State warnings are prompting law enforcement agencies to curtail testing for drugs in the field

Posted at 6:42 PM, Jul 31, 2016
and last updated 2016-08-01 08:19:24-04

State and local law enforcement agencies are no longer testing drugs in the field due to the danger of officers becoming exposed to popular, potent drugs.

"It's another level of concern for us everyday in our job that we have to watch out for," said Sgt. Tim Hoffman of the State Highway Patrol's Elyria post.

Ohio Attorney General Mike DeWine has issued two bulletins in the past two months warning police about handling drugs like fentanyl and carfentanil, two extremely powerful drugs that are being mixed with heroin.

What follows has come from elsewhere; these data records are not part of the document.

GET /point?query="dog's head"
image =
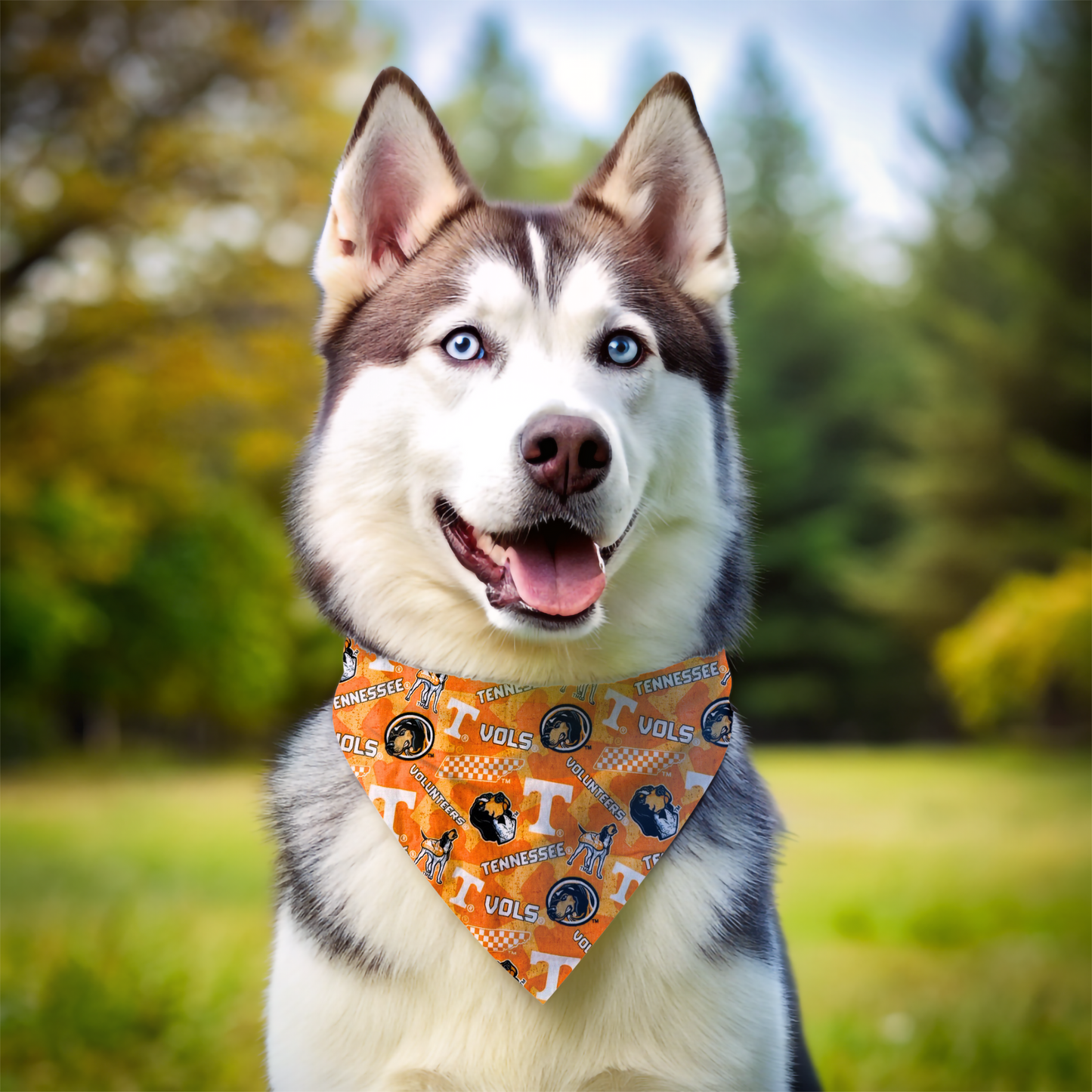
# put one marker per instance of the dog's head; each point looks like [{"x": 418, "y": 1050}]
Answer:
[{"x": 524, "y": 466}]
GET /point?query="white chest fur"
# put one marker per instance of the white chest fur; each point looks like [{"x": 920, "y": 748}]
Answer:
[{"x": 647, "y": 1008}]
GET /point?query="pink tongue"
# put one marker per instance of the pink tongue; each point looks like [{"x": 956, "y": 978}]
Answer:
[{"x": 561, "y": 577}]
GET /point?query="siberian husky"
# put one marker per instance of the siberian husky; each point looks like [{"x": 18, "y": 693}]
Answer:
[{"x": 524, "y": 469}]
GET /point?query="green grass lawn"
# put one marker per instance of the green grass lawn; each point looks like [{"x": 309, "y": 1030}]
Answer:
[{"x": 937, "y": 905}]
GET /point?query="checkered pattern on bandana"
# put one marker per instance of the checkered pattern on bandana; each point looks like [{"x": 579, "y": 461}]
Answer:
[
  {"x": 519, "y": 805},
  {"x": 636, "y": 760},
  {"x": 478, "y": 768},
  {"x": 500, "y": 940}
]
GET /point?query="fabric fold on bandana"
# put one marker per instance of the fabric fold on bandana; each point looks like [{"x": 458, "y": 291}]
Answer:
[{"x": 535, "y": 812}]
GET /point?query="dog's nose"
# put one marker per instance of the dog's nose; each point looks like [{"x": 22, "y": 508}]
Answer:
[{"x": 566, "y": 454}]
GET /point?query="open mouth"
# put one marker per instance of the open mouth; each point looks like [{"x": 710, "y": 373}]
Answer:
[{"x": 552, "y": 571}]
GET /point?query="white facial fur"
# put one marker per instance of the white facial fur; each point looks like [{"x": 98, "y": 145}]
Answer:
[{"x": 401, "y": 436}]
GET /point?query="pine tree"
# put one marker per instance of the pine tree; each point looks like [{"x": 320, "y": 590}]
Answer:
[
  {"x": 819, "y": 365},
  {"x": 998, "y": 471}
]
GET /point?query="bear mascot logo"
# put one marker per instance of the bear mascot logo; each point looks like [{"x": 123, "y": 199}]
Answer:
[
  {"x": 409, "y": 736},
  {"x": 716, "y": 722},
  {"x": 572, "y": 901},
  {"x": 493, "y": 818},
  {"x": 565, "y": 729},
  {"x": 653, "y": 812}
]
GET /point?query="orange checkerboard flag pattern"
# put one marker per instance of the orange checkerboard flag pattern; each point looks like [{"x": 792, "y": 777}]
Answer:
[{"x": 534, "y": 812}]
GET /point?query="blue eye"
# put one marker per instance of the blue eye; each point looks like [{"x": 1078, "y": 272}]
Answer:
[
  {"x": 623, "y": 348},
  {"x": 464, "y": 345}
]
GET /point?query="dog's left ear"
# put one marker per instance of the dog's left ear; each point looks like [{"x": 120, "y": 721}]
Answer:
[
  {"x": 663, "y": 181},
  {"x": 399, "y": 179}
]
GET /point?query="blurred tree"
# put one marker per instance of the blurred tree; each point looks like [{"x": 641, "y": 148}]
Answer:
[
  {"x": 500, "y": 128},
  {"x": 1022, "y": 657},
  {"x": 820, "y": 367},
  {"x": 164, "y": 176},
  {"x": 998, "y": 472}
]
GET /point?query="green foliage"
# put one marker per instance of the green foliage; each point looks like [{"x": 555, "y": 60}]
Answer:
[
  {"x": 135, "y": 915},
  {"x": 817, "y": 360},
  {"x": 998, "y": 471},
  {"x": 937, "y": 908},
  {"x": 1028, "y": 641},
  {"x": 165, "y": 174},
  {"x": 936, "y": 905}
]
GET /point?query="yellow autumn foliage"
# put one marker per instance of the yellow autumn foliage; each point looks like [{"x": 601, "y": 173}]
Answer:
[{"x": 1030, "y": 638}]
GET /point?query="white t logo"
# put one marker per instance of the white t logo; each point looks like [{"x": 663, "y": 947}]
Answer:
[
  {"x": 620, "y": 702},
  {"x": 466, "y": 885},
  {"x": 554, "y": 964},
  {"x": 628, "y": 876},
  {"x": 549, "y": 790},
  {"x": 692, "y": 778},
  {"x": 391, "y": 799},
  {"x": 462, "y": 711}
]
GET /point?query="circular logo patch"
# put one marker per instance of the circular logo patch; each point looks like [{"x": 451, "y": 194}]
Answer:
[
  {"x": 565, "y": 729},
  {"x": 716, "y": 722},
  {"x": 409, "y": 736},
  {"x": 572, "y": 901}
]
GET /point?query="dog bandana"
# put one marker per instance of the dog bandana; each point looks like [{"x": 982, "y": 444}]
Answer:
[{"x": 535, "y": 812}]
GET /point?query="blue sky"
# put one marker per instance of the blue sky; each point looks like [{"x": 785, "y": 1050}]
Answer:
[{"x": 855, "y": 68}]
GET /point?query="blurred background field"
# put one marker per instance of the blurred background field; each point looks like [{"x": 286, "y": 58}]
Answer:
[
  {"x": 914, "y": 401},
  {"x": 937, "y": 903}
]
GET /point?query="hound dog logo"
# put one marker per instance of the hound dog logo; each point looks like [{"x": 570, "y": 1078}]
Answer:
[
  {"x": 432, "y": 687},
  {"x": 409, "y": 736},
  {"x": 572, "y": 901},
  {"x": 653, "y": 812},
  {"x": 348, "y": 662},
  {"x": 716, "y": 722},
  {"x": 594, "y": 848},
  {"x": 565, "y": 729},
  {"x": 493, "y": 818},
  {"x": 437, "y": 851}
]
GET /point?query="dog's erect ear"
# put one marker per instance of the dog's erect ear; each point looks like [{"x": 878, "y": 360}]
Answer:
[
  {"x": 663, "y": 181},
  {"x": 399, "y": 179}
]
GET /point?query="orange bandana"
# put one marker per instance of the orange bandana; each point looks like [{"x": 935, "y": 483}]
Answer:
[{"x": 534, "y": 812}]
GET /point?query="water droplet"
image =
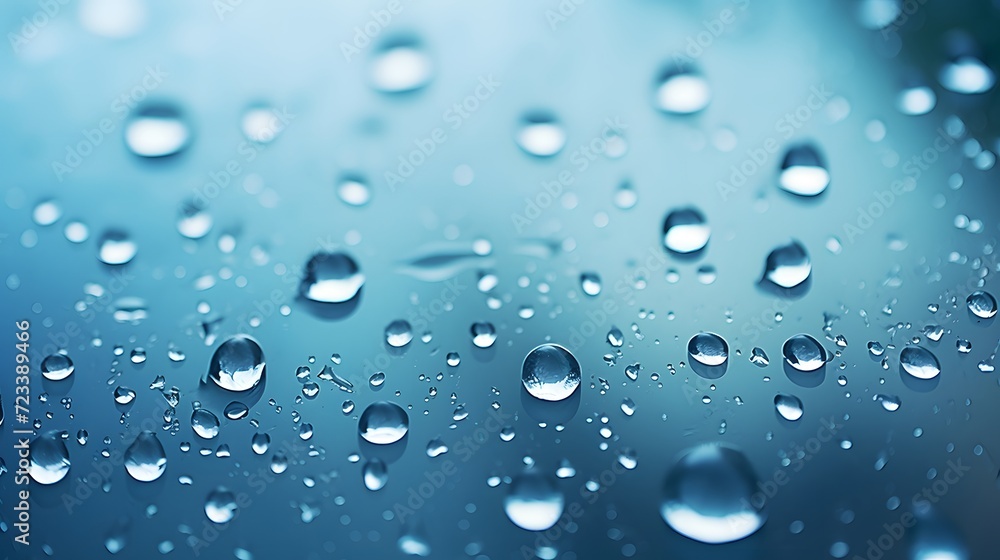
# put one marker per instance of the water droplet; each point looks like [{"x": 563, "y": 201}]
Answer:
[
  {"x": 49, "y": 458},
  {"x": 982, "y": 304},
  {"x": 685, "y": 231},
  {"x": 220, "y": 506},
  {"x": 682, "y": 92},
  {"x": 236, "y": 410},
  {"x": 804, "y": 353},
  {"x": 803, "y": 172},
  {"x": 237, "y": 364},
  {"x": 399, "y": 66},
  {"x": 919, "y": 362},
  {"x": 590, "y": 282},
  {"x": 541, "y": 135},
  {"x": 383, "y": 423},
  {"x": 708, "y": 349},
  {"x": 398, "y": 333},
  {"x": 353, "y": 191},
  {"x": 57, "y": 367},
  {"x": 145, "y": 459},
  {"x": 550, "y": 372},
  {"x": 157, "y": 131},
  {"x": 709, "y": 496},
  {"x": 116, "y": 248},
  {"x": 204, "y": 423},
  {"x": 375, "y": 474},
  {"x": 533, "y": 502},
  {"x": 331, "y": 278},
  {"x": 483, "y": 335},
  {"x": 758, "y": 357},
  {"x": 788, "y": 406},
  {"x": 788, "y": 266},
  {"x": 967, "y": 74}
]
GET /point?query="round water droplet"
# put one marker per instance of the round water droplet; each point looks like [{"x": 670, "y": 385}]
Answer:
[
  {"x": 236, "y": 410},
  {"x": 788, "y": 406},
  {"x": 156, "y": 131},
  {"x": 685, "y": 230},
  {"x": 145, "y": 459},
  {"x": 400, "y": 66},
  {"x": 982, "y": 304},
  {"x": 804, "y": 353},
  {"x": 483, "y": 334},
  {"x": 220, "y": 506},
  {"x": 57, "y": 367},
  {"x": 803, "y": 172},
  {"x": 331, "y": 278},
  {"x": 550, "y": 372},
  {"x": 590, "y": 282},
  {"x": 788, "y": 266},
  {"x": 919, "y": 362},
  {"x": 682, "y": 92},
  {"x": 708, "y": 349},
  {"x": 204, "y": 423},
  {"x": 116, "y": 248},
  {"x": 709, "y": 496},
  {"x": 541, "y": 135},
  {"x": 383, "y": 423},
  {"x": 353, "y": 191},
  {"x": 49, "y": 458},
  {"x": 398, "y": 333},
  {"x": 375, "y": 474},
  {"x": 237, "y": 364},
  {"x": 533, "y": 503}
]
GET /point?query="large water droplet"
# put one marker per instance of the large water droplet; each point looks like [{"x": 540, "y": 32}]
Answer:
[
  {"x": 156, "y": 131},
  {"x": 49, "y": 458},
  {"x": 682, "y": 92},
  {"x": 550, "y": 372},
  {"x": 803, "y": 172},
  {"x": 709, "y": 349},
  {"x": 982, "y": 304},
  {"x": 331, "y": 278},
  {"x": 788, "y": 406},
  {"x": 237, "y": 364},
  {"x": 220, "y": 506},
  {"x": 116, "y": 248},
  {"x": 788, "y": 266},
  {"x": 383, "y": 423},
  {"x": 400, "y": 66},
  {"x": 533, "y": 502},
  {"x": 57, "y": 367},
  {"x": 709, "y": 495},
  {"x": 804, "y": 353},
  {"x": 919, "y": 362},
  {"x": 204, "y": 423},
  {"x": 685, "y": 231},
  {"x": 541, "y": 135},
  {"x": 145, "y": 459}
]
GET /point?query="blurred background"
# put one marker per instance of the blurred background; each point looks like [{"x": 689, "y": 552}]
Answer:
[{"x": 430, "y": 191}]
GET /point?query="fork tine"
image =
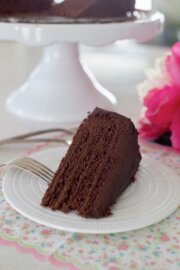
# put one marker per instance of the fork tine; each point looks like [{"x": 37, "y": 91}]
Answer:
[
  {"x": 42, "y": 176},
  {"x": 35, "y": 167}
]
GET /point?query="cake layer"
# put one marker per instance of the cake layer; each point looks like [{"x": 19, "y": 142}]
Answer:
[
  {"x": 69, "y": 8},
  {"x": 99, "y": 165},
  {"x": 23, "y": 6}
]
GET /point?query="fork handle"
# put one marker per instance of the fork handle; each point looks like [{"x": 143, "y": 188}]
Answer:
[{"x": 11, "y": 141}]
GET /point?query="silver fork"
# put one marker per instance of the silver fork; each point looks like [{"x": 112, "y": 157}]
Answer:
[
  {"x": 33, "y": 166},
  {"x": 29, "y": 137}
]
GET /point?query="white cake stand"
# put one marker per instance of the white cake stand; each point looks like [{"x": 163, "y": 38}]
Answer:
[{"x": 61, "y": 89}]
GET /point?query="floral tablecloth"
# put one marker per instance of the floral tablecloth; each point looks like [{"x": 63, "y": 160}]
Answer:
[{"x": 156, "y": 247}]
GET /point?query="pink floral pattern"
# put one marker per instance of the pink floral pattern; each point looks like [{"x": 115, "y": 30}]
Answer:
[
  {"x": 161, "y": 105},
  {"x": 154, "y": 247}
]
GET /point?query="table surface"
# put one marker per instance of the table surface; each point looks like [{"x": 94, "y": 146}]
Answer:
[{"x": 126, "y": 63}]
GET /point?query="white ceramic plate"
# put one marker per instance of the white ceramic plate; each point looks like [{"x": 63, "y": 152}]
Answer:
[{"x": 153, "y": 197}]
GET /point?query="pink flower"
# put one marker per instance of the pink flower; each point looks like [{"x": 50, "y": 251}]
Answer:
[{"x": 162, "y": 105}]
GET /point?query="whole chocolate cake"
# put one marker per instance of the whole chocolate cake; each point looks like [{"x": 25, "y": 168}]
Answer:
[
  {"x": 69, "y": 8},
  {"x": 99, "y": 165}
]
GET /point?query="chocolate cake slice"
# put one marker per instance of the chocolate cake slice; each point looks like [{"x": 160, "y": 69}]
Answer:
[{"x": 99, "y": 165}]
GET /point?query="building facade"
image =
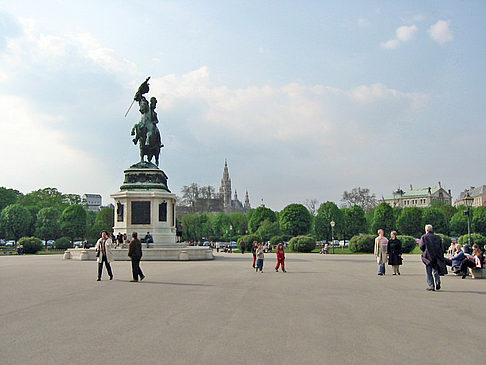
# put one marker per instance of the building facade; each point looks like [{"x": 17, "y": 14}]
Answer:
[
  {"x": 478, "y": 194},
  {"x": 229, "y": 204},
  {"x": 93, "y": 201},
  {"x": 421, "y": 198}
]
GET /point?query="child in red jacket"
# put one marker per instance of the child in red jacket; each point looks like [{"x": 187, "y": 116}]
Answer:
[{"x": 280, "y": 257}]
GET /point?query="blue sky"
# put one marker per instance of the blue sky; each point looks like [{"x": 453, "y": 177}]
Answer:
[{"x": 305, "y": 99}]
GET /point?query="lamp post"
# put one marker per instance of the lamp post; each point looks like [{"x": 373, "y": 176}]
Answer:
[
  {"x": 332, "y": 235},
  {"x": 468, "y": 199}
]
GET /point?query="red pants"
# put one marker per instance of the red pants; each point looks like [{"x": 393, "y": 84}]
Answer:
[{"x": 280, "y": 261}]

Fentanyl is 40-50 times stronger than heroin. Carfentanil is even stronger than fentanyl. It is used by veterinarians on large, wild animals. Any small exposure to these drugs may cause the person to have breathing and cognitive problems or even overdose and die.

"We have gone to a stance where we're not going to field test stuff," said Hoffman. "We're just going to send it straight to the lab. If a bag of white substance is sealed, we're not going to unseal it. We've actually gone to double-bagging everything we send to the lab."

The state bulletins advise sending any evidence directly to laboratories for testing.

The State Highway Patrol said it sends all of its evidence to its own state laboratory. Lorain Police said it is doing more laboratory testing as it has become more cautious of field testing.

"With the warnings we've been getting in the last two months about the fentanyl, there's no reason to even try to field test it at this point," said Hoffman. "It's not as important as staying safe."